E' manifestamente inammissibile la questione di legittimita' costituzionale, in riferimento agli artt. 3 e 24 Cost., dell'art. 376 cod. pen., impugnato - in relazione all'art. 378 cod. pen. - nella parte in cui non estende anche al delitto di favoreggiamento personale commesso mediante false o reticenti dichiarazioni rese alla polizia giudiziaria nel corso delle indagini preliminari, la speciale causa di non punibilita' della ritrattazione riconosciuta invece in ordine al delitto (previsto dall'art. 371-bis cod. pen.) di false informazioni al pubblico ministero. Invero - a parte che, alla stregua del criterio di determinazione della competenza per materia secondo il limite edittale di pena (artt. 6 e 7 cod. proc. pen.) il favoreggiamento personale non rientra tra i delitti di cui il Tribunale rimettente puo' conoscere - sta di fatto che la possibilita' giuridica di ritrattare che si richiede di riconoscere in favore di chi sia imputato del reato di favoreggiamento personale, non potrebbe evidentemente spiegare alcun effetto sull'esito del giudizio di merito, che non concerne quel titolo di reato ne' un suo eventuale autore. Ne', a dimostrazione della rilevanza della sollevata questione, puo' trarsi valido argomento dalla incidenza della stessa - secondo la motivazione addotta sul punto dalla ordinanza di rimessione - sulla utilizzabilita' o meno, ai fini delle contestazioni, di un verbale di informazioni rese alla polizia giudiziaria da un soggetto, che peraltro neppure risulta se, e davanti a quale giudice, abbia assunto, allo stato, la veste di imputato del reato 'de quo', condizione minima, questa, per poter discutere, in concreto, della inapplicabilita' della reclamata esimente. - Sulla non fondatezza (in riferimento all'art. 3 Cost.) e la manifesta infondatezza (in relazione all'art. 24 Cost.) di analoga questione, proposta sulla mancata estensione dell'esimente al reato di favoreggiamento, ma in relazione alla riconosciuta applicabilita' della stessa al reato di falsa testimonianza, S. n. 228/1982. red.: S. Pomodoro
Questione gia' dichiarata non fondata. - S. n. 228/1982.

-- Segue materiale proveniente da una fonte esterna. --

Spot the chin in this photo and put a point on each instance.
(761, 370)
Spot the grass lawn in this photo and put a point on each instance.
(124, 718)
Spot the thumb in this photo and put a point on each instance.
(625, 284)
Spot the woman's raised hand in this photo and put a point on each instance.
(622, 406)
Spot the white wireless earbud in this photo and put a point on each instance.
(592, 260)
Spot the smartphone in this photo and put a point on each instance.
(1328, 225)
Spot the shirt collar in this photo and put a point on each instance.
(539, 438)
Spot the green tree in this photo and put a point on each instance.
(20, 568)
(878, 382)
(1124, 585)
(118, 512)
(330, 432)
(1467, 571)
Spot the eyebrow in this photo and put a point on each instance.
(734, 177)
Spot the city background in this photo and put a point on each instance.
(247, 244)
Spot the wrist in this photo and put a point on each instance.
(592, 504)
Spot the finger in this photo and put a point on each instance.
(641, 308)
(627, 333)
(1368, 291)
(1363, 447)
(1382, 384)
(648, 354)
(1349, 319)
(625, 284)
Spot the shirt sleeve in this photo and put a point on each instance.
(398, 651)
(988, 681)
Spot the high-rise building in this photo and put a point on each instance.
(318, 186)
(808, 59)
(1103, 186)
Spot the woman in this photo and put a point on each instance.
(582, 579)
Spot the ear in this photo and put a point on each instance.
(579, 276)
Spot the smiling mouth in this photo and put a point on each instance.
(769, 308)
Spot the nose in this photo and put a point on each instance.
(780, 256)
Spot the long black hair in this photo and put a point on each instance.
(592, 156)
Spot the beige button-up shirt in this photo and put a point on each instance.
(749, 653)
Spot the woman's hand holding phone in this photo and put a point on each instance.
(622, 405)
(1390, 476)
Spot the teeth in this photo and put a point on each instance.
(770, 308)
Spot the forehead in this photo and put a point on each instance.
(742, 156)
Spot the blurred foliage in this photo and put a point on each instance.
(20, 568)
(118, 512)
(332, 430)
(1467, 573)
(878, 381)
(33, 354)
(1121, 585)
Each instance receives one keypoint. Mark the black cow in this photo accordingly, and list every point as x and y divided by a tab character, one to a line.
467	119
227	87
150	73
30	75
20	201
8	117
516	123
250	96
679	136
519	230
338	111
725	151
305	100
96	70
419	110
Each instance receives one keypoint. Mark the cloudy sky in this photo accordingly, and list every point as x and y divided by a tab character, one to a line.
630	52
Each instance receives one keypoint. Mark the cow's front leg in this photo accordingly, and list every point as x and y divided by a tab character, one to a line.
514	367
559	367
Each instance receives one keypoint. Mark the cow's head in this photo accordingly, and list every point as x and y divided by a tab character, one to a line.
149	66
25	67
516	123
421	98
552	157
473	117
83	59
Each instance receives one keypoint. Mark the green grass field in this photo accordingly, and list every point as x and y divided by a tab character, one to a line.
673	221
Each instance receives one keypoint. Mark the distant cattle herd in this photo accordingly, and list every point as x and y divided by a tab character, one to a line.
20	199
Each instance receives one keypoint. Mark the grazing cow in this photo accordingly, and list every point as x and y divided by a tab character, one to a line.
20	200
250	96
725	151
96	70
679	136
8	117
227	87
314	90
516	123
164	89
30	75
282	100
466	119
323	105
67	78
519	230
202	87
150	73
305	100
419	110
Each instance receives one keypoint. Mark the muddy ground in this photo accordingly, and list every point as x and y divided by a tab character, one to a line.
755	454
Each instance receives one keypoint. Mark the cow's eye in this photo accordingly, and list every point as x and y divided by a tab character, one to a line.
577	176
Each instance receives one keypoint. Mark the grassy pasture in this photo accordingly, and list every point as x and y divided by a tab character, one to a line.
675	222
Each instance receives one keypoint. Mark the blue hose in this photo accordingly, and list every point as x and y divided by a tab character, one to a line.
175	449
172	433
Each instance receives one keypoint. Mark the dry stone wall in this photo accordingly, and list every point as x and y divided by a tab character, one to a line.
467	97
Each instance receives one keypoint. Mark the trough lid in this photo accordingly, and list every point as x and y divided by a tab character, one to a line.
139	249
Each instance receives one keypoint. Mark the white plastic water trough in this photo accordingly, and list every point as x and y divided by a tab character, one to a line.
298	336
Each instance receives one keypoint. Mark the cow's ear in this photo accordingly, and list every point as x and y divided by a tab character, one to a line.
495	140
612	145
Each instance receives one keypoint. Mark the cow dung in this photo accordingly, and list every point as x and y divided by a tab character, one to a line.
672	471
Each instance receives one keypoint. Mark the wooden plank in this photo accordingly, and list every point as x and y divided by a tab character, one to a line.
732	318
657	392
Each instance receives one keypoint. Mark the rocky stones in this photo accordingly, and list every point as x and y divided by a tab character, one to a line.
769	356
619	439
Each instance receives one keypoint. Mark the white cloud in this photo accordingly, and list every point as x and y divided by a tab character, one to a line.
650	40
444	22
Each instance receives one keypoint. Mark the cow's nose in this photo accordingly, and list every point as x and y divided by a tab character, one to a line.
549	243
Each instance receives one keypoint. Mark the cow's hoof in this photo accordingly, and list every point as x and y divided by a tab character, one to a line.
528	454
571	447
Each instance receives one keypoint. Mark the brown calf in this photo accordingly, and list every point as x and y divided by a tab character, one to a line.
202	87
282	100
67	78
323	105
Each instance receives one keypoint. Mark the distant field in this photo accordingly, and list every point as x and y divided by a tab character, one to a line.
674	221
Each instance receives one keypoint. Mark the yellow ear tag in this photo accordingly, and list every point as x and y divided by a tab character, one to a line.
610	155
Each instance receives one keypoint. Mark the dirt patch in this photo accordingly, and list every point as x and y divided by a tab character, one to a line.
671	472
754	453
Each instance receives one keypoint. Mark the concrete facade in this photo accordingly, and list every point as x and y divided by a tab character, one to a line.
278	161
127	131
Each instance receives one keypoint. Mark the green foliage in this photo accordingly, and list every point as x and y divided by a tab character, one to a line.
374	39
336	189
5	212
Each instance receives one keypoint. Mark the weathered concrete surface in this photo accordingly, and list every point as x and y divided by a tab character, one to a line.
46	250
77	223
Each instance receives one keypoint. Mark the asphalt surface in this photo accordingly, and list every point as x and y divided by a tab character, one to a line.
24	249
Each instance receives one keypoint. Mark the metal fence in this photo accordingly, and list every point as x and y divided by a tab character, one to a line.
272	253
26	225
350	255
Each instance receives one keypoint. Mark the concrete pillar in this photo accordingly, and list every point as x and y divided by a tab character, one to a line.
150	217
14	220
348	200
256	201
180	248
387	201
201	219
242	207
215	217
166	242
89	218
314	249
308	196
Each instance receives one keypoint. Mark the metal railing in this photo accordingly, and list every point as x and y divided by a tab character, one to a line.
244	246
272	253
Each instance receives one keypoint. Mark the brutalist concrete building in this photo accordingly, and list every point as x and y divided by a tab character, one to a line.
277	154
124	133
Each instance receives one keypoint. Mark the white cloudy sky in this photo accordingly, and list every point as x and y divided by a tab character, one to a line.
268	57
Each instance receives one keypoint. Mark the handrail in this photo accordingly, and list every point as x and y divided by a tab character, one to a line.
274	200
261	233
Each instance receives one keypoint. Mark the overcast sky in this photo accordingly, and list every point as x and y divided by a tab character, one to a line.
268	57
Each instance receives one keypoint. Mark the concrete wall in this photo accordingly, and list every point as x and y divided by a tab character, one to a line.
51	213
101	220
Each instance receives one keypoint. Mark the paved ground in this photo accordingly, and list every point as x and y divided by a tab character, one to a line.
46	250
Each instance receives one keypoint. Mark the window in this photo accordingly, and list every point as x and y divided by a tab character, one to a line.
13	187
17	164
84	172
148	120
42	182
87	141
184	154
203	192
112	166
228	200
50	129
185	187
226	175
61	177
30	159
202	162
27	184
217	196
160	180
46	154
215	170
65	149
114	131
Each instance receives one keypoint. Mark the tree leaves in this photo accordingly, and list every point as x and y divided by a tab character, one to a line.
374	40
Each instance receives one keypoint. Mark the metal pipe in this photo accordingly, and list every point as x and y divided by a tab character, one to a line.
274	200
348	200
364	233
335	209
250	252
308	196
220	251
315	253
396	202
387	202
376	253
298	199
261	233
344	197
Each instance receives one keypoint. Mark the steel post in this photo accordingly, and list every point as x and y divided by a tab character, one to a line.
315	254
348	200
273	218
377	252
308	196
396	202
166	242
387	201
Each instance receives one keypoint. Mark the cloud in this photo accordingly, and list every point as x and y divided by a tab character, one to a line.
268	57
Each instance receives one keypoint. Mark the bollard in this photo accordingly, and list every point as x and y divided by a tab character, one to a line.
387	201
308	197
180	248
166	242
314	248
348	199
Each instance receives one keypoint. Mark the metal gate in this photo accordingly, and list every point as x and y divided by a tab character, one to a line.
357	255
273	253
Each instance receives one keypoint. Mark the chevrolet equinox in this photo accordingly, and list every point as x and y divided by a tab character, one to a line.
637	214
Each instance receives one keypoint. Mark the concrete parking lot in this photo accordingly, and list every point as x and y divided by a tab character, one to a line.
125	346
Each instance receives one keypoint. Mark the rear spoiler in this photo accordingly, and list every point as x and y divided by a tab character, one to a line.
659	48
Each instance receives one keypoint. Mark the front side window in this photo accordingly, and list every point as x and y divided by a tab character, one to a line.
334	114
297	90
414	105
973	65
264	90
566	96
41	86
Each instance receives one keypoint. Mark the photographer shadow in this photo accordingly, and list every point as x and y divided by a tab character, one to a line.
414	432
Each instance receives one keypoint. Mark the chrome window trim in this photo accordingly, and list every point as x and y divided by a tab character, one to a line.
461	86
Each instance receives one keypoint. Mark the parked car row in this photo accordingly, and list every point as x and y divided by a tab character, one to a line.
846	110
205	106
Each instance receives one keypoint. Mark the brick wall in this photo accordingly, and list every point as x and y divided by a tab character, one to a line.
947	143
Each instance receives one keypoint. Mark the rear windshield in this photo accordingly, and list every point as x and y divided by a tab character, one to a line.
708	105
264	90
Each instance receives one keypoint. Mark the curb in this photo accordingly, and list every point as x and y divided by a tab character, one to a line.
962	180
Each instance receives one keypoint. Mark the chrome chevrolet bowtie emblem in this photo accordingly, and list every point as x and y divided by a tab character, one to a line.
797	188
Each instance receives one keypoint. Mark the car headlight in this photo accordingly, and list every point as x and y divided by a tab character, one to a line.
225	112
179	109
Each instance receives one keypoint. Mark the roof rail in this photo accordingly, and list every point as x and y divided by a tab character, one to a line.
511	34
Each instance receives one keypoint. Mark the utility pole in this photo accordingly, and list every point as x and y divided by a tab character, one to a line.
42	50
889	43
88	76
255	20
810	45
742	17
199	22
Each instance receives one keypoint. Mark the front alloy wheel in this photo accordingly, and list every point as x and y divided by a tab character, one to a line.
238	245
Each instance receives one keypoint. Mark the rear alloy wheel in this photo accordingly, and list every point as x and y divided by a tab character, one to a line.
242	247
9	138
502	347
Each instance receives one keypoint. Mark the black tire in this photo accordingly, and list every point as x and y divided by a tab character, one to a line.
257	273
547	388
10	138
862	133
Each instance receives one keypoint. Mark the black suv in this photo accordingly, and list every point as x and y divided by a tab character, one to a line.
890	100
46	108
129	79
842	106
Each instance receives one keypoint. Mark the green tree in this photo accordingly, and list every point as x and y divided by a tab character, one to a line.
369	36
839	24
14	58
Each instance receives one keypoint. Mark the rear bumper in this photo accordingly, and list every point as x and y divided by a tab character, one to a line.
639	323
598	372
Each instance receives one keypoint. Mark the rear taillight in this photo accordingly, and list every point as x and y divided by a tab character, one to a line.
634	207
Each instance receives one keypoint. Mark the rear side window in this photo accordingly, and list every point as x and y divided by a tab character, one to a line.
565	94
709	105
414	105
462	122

Mentre nella falsa testimonianza il legislatore da` rilievo di esimente alla ritrattazione, nell'intento di conseguire la giusta definizione del procedimento principale, analogo rilievo non viene ragionevolmente conferito alla ritrattazione nel favoreggiamento personale, in cui le false dichiarazioni del favoreggiatore, nonostante la successiva ritrattazione, hanno gia` costituito intralcio all'indagine. Ne` all'identificazione del fine evidenziato e` di ostacolo la circostanza che la giurisprudenza ravvisi il reato di falsa testimonianza in luogo di quello di favoreggiamento, nel caso di mendaci dichiarazioni fiancheggiatrici rese all'autorita` giudiziaria, poiche` non compete alla Corte stabilire se in tale ipotesi ricorra il concorso formale di reati o quello apparente di norme incriminatrici. Conseguentemente non e` fondata, in riferimento all'art. 3 Cost., la questione di legittimita` costituzionale dell'art. 376 c.p. nella parte in cui prevede l'esimente della ritrattazione per il solo reato di falsa testimonianza (art. 372 c.p.) e non anche per quello di favoreggiamento personale (art. 378 c.p.).
Ai fini della configurabilita` del reato di favoreggiamento personale e` ininfluente che le dichiarazioni mendaci che lo integrano siano state rese necessarie dalle circostanze che il favoreggiatore non possa manifestare al giudice la verita`, se non rilevando un reato precedentemente commesso. Infatti deve osservarsi che la situazione prospettata e` comune a tutti i casi in cui il teste si trovi di fronte all'alternativa di manifestare il falso o di confessare, dichiarando il vero, un reato: in tale ipotetico contesto, l'assumere che l'art. 24 Cost., in tanto sarebbe rispettato, in quanto la manifestazione del vero comportasse l'impunita` in ordine al reato confessato, e` affermazione che avrebbe senso logico, solo se il diritto di difesa potesse legittimamente riguardarsi in un'accezione semantica che lo consideri sinonimo di rinuncia alla pretesa punitiva da parte dello Stato. Pertanto e` manifestamente infondato il preteso contrasto dell'art. 376 c.p. che prevede l'esimente della ritrattazione solo per il reato di falsa testimonianza e non per quello di favoreggiamento e l'art. 24 della Costituzione, prospettato sotto questo profilo.
L'esimente della ritrattazione e` diretta ad assicurare l'accertamento della verita` nel giudizio, talche` essa deve essere correlata alle caratteristiche differenziali dei procedimenti civili o penali in cui s'e` data la falsa testimonianza. In tal modo il piu` breve termine concesso al falso testimone per ritrattare nel processo penale rispetto a quello civile corrisponde alla struttura ed alle esigenze di tempestivita` del primo. Ne` in materia viene in considerazione la garanzia del diritto di difesa, trattandosi di istituto di diritto sostanziale. Pertanto non e` fondata in riferimento agli artt. 3 e 24 Cost. la questione di legittimita` costituzionale dell'art. 376 cod.pen., come gia` ritenuto dalla Corte con sent. n. 26 del 1974.